La Direzione Generale Agricoltura di Regione Lombardia, con decreto n. 13307 del 15 dicembre 2016, ha approvato il bando della Misura 12 – sottomisura 12.1 «Pagamento compensativo per le zone agricole Natura 2000» del Programma di Sviluppo Rurale 2014-2020 della Lombardia. Le risorse finanziarie disponibili per il presente bando ammontano a un milione di euro. Con il bando della Misura 12 – sottomisura 12.1, si attivano: Operazione 12.1.01 “Salvaguardia delle torbiere”; Operazione 12.1.02 “Conservazione di canneti, cariceti, molinieti”; Operazione 12.1.03 “Conservazione di coperture erbacee seminaturali”; Operazione 12.1.04 “Gestione naturalistica dei prati a tutela della fauna selvatica”.

Obiettivi.
La sottomisura 12.1 “Pagamenti compensativi per zone agricole Natura 2000” intende compensare gli svantaggi determinati dall’adozione dei vincoli contenuti nei Piani di gestione e/o nelle Misure di Conservazione delle aree Natura 2000, atti a garantire la tutela di habitat di particolare interesse naturalistico.

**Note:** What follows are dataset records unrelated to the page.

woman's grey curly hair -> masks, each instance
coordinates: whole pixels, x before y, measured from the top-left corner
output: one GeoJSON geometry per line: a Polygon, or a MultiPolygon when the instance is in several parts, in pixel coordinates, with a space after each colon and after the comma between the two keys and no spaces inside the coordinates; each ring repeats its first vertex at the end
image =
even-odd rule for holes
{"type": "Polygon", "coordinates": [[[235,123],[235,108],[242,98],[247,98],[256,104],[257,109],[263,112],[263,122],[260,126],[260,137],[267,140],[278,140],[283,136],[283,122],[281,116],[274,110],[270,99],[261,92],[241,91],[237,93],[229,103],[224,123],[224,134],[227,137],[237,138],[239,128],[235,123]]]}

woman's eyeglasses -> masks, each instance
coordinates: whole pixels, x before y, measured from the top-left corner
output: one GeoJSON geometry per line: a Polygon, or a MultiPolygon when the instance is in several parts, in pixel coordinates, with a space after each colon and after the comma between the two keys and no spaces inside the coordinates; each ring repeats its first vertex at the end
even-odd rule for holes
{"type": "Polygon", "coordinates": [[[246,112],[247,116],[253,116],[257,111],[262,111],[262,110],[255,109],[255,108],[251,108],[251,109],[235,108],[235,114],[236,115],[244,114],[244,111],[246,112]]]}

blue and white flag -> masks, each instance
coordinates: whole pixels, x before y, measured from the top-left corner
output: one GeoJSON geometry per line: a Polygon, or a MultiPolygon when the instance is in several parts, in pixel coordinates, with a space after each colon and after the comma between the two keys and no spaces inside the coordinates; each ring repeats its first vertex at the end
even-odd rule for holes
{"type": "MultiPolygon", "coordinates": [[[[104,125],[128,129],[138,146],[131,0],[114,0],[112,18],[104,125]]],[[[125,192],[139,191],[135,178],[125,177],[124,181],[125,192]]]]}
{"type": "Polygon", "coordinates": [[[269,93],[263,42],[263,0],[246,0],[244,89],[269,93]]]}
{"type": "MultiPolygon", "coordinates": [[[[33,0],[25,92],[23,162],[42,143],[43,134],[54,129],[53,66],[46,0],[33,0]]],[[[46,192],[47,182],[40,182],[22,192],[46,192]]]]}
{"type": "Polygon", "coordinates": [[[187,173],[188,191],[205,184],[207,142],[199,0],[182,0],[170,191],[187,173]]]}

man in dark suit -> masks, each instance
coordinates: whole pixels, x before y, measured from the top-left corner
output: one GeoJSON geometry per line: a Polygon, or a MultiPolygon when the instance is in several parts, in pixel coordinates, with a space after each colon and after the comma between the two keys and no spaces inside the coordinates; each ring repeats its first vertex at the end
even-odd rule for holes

Operazione 12.1.01 “Salvaguardia delle torbiere”.
Con questa operazione s’intende salvaguardare le aree di torbiera e le zone umide con vegetazione di particolare pregio (habitat 3130, 7110*, 7140, 7150 e 7230), che potrebbero essere danneggiate dal calpestio del bestiame se non adeguatamente protette durante il periodo di pascolamento; in questo modo si vuole conservare l’integrità di aree ad alto valore naturalistico, che potrebbero degradarsi se utilizzate indiscriminatamente per il pascolo del bestiame.
Le torbiere sono notoriamente accumulatori di carbonio atmosferico grazie alla loro capacità di accumulare la lettiera vegetale in forma di “torba”. Una loro non conservazione rischia di trasformare le torbiere in fonte che libera anidride carbonica con conseguenti effetti negativi sul clima.
Per le superfici soggette ad impegno il beneficiario riceverà un’indennità annuale pari a 170 €/ha.
Nel Mantovano sono ammessi i terreni rientranti nel sito “Lanche di Gerra Gavazzi e Runate” nel Parco dell’Oglio Sus.

Operazione 12.1.02 “Conservazione di canneti, cariceti, molineti”.
L’operazione ha l’obiettivo di contribuire alla conservazione di un habitat di interesse comunitario che rappresenta una importante area umida caratterizzata da una vegetazione peculiare, di particolare importanza per la nidificazione e l’alimentazione della fauna ornitica.
La vegetazione palustre del canneto è dominata dalla cannuccia di palude (Phragmites australis) o da grandi carici (Carex sp. Pl.) e da Hibiscus palustris L.; il corteggio floristico del cariceto e del molinieto vede la presenza di Carex Elata all. e Molinia caerulea (L.) Moench, ma anche di Genziana pneumonanthe L., Hypericum tetrapterum Fries, Allium angulosus L., Parnassia palustris L., Selinum carvifolia L.
Ritenendo importante ai fini ambientali la conservazione di tali habitat, gli Enti Gestori delle Aree Natura 2000 ove l’habitat è presente hanno ritenuto opportuno inserire nei propri Piani di gestione il divieto di modificare la destinazione d’uso di tali superfici che diversamente sarebbero state destinate ad ospitare, laddove possibile, colture a maggior reddito.
Per le superfici soggette ad impegno il beneficiario riceverà un’indennità annuale pari a 500 €/ha.
Nel Mantovano sono ammessi i terreni rientranti nei siti “Valli del Mincio” e “Ansa e Valli del Mincio”, nella Riserva Naturale Valli del Mincio.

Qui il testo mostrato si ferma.